Christmas traditions
Most every family that celebrates Christmas has its own Christmas traditions. This year Emma has been letting one of ours out of the bag. For a long time now, she has been introducing herself to people. Once she was the size that she looked like she would be in kindergarten, it usually boiled down to:
“My name is Emma. I’m {age}. I’m homeschooled. Mommy’s my teacher.”
It took a while before it occurred to me that she was answering the questions most adults who didn’t know her, asked her if they conversed with her. For the last month or so she has been adding the following to her introduction:
“My Daddy is my Santa.”
I would say the majority of adults she’s said that to don’t know how to respond. I’ve had a few looks which suggested that I had commited a severe injustice. Others, though, have been a little more understanding. One lady after having a bit of time to absorb it did say, “I suppose, that’s the best sort of Santa to have.” This week, while out grocery shopping she added, to one lady:
“Maybe my Daddy will bring you presents, too.”
Over the years, I’ve run into adults who remember Christmas primarily from when they were a child. And, it seems to an extent, that Christmas as an adult brought them little joy or happiness. I’m not that way. I said to Andrea tonight, “This is the best Christmas ever.” She promptly replied, “You say that every year.” And she’s right. I do say that every year and I’m not making it up. On Christmas morning, I’ll be in a room full of people whose whose main goal there is to make every other person in the room happy. In my experience, that doesn’t happen very often.

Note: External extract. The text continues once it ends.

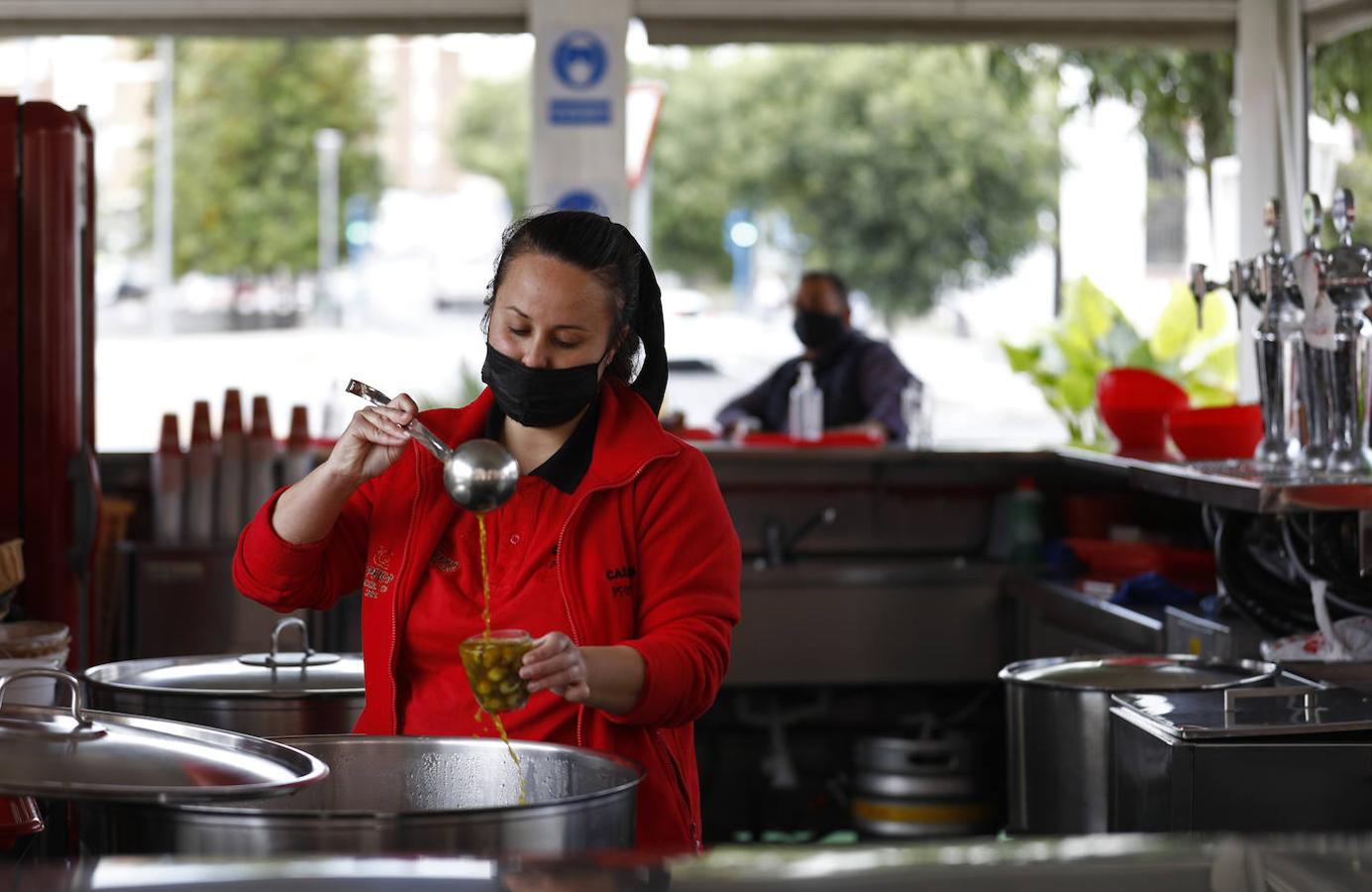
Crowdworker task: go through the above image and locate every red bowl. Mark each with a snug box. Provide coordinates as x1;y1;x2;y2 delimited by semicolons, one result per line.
1097;369;1190;452
1168;404;1262;460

While sitting here thinking of what to talk about next, I realized that over the years we have parted from what I perceive the traditional Christmas to be quite alot. For example, starting at age 2, I would take the children out and let them pick out gifts for the rest of the family. One year that turned into Andrea opening a wrapped box that contained a can of peas. I fear, that for many children in our society, they have become the object of Christmas. Christmas is a product that gets delivered to them and their role in it all is limited to Christmas morning. If that was their childhood Christmas, it is no wonder that being the person who creates the product sees no joy in it.
For my children, Christmas has been a process. I can guarantee you that all of the older children have spent far more time in the last year thinking about what they were going to give everyone else than they did thinking about what they might get.
But, I really haven’t told you the story behind what Emma has been telling people recently. Before her third Christmas, I asked the older three if they wanted us to teach her about Santa. They unanimously said no. And we haven’t. At the time I also proposed an alternative way of having stockings filled for Christmas morning. So, we largely left it to Emma to draw her own conclusions. The irony that came along 2 years ago was that Emma asked me to get a Santa suit and be Santa.
When it got close to Christmas, Andrea and I picked up a Santa suit. On Christmas Eve, I went upstairs and got suited up, went into the attic. I then closed the door loudly and stomped my way down stairs. I had a gift for each person to open in my sack, plus I got Emma to help me put a gift in each stocking. Then I went back upstairs and took off the suit. Throughout the whole thing Emma called me Santa and corrected someone who mistakenly called me Dad. But the glint in her eye and the smile on her face betrayed that she knew she was taking part in pretense. When I came back down stairs as me, she excitedly told me the whole story of Santa being there.
This year, she has already asked me to do it again. And, of course, I will.
We hope you have a truly Merry Christmas (Ho Ho Ho).